起点となるコンセプトは全く変えていないのですが、それをとらえるユーザーは多様化してきている。ぼくらはそれを逆手にとって、多様化することで集まったデータをもとに、最適なコンテンツを作っていくことができる。正直最初はユーザー層が広がりデータがたまっていくことは想像していませんでした。
大久保:ユーザー数も急速に増えていますが、運営する上で意識している点などはありますでしょうか?
麓:コンテンツの質ももちろんですが、各ソーシャルメディアの攻略は常に意識しています。ぼくらはSNSプラットフォーム上で配信しているので、プラットフォーマーの動きに大きく左右されやすい。彼らの動きを敏感に察知するという能力は常に研ぎ澄まさなければいけません。毎週データを振り返り「なぜこの数字なのか」を細かく見ていきます。そこで、こういったアルゴリズムが適用されたんじゃないか、こういう傾向にあるんじゃないかといった仮説を立てる。その仮説のもと翌週の運用を行うというスキームを繰り返しています。
大久保:Facebookはニュースフィードアルゴリズムに関するニュース(※)が発表されていますが、それ以外にも変更はあるんですか?
※https://newsroom.fb.com/news/category/news-feed-fyi/
麓:かなりありますね。あとはプラットフォーム側ではなく、競合との関係性という外的要因で変わって来ると思うんですよ。 なのでその点のバランスもうまくとりながら運用する必要があります。ニュースフィードは有限なので、他のメディアの投稿がフィードに出ると相対的にリーチできなくなりますし。
大久保:なかなか言えない部分も多いと思いますが、面白いですね。笑 Facebook以外のSNSはどのような使い分けをしているのでしょうか?

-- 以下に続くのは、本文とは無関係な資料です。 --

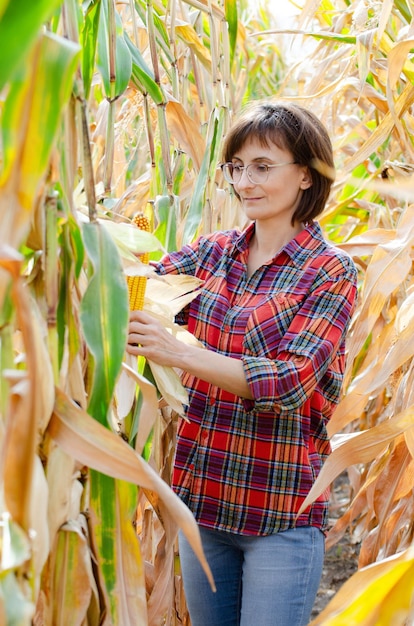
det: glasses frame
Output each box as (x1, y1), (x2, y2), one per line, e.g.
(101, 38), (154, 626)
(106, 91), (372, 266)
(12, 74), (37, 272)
(219, 161), (297, 185)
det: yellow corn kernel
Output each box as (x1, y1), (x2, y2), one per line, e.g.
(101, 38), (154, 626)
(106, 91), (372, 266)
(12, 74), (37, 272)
(127, 276), (147, 311)
(127, 213), (151, 311)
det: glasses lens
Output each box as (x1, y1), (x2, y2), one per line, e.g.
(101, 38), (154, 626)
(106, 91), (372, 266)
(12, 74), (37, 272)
(247, 163), (269, 185)
(221, 163), (236, 184)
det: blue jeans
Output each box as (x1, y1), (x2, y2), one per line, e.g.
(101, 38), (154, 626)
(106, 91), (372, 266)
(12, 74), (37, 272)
(179, 526), (325, 626)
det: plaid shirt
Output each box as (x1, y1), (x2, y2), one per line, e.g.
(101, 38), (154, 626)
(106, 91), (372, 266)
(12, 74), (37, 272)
(157, 222), (356, 535)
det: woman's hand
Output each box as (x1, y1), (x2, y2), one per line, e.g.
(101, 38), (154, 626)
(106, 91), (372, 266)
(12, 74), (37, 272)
(127, 311), (185, 367)
(127, 311), (253, 399)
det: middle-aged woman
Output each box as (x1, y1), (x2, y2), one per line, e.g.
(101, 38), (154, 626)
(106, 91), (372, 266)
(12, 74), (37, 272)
(128, 102), (356, 626)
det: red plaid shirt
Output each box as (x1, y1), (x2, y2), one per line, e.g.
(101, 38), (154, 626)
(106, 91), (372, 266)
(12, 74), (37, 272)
(157, 223), (356, 535)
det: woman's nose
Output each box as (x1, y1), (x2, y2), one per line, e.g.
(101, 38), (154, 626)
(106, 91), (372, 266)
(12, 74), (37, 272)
(237, 167), (255, 188)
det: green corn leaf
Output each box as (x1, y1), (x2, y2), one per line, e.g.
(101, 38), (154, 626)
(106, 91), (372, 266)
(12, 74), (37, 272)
(97, 0), (132, 99)
(125, 34), (165, 104)
(183, 110), (224, 243)
(80, 223), (129, 425)
(81, 2), (101, 99)
(151, 195), (178, 260)
(224, 0), (239, 67)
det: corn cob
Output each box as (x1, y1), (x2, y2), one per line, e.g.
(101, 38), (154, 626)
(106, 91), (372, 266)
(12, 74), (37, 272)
(127, 213), (151, 311)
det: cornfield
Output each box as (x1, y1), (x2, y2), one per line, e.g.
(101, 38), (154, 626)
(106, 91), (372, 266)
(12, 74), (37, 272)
(0, 0), (414, 626)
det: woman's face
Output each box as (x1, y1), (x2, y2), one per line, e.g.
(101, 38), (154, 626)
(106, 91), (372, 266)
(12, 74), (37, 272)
(232, 139), (312, 225)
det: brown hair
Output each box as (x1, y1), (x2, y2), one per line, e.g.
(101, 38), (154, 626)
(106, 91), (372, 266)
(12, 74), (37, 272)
(223, 102), (335, 224)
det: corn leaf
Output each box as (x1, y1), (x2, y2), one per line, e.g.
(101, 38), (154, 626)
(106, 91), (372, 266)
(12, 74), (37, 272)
(48, 389), (214, 588)
(97, 0), (132, 100)
(0, 0), (62, 91)
(80, 223), (129, 424)
(81, 2), (102, 99)
(0, 33), (79, 248)
(183, 110), (224, 243)
(90, 471), (147, 626)
(309, 547), (414, 626)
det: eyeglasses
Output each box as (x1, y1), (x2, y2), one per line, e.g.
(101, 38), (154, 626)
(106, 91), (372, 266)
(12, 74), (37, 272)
(220, 161), (296, 185)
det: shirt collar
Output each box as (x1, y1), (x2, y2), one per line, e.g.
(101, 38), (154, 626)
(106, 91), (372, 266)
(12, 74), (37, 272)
(229, 221), (326, 265)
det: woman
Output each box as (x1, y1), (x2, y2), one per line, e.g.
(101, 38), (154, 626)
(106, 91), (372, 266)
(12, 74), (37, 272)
(128, 103), (356, 626)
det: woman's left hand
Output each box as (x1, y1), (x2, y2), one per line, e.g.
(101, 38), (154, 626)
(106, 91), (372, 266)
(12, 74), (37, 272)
(127, 311), (185, 367)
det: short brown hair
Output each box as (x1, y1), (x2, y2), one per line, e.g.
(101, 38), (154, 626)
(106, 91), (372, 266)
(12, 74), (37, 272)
(223, 102), (335, 224)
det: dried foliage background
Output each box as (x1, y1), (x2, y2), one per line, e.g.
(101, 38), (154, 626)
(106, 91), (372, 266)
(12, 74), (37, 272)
(0, 0), (414, 626)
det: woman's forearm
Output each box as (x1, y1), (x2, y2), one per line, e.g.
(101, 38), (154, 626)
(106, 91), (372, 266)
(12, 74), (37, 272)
(127, 311), (253, 400)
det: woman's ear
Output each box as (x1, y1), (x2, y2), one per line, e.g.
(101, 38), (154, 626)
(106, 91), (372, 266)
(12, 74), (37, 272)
(300, 167), (312, 189)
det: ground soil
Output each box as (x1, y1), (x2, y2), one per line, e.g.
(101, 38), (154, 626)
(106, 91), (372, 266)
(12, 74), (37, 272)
(311, 474), (359, 619)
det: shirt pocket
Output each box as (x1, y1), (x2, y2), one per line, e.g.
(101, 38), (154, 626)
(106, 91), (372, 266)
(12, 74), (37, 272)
(243, 292), (304, 358)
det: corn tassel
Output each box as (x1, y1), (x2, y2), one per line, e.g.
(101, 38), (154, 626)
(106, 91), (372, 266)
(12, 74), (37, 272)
(127, 213), (151, 311)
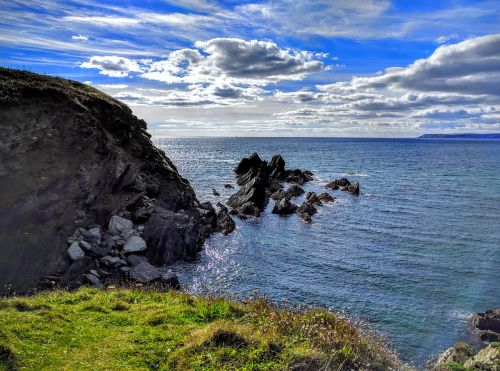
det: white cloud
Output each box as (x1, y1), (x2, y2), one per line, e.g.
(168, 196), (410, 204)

麓:現在はFacebook、Twitter、Instagram、YouTubeの4つのSNSで運用しており、最もビューを稼いでいるのがFacebookです。全体の7割はFacebookからの数字ですね。Instagramが2割で、残りの1割がTwitterとYouTubeです。それぞれ役割を設定しており、Facebookは収益を上げる場です。動画のフォーマットも最適化し、積極的に数字を取りに行っています。InstagramはFacebookのオプション的役割。Twitterは正直あまり重要視していません。YouTubeは動画SEOの勉強の場に使っていますね。
大久保:正直YouTubeはそこまで詳しくないのですが、動画SEOはどのように学んでいらっしゃるんでしょうか?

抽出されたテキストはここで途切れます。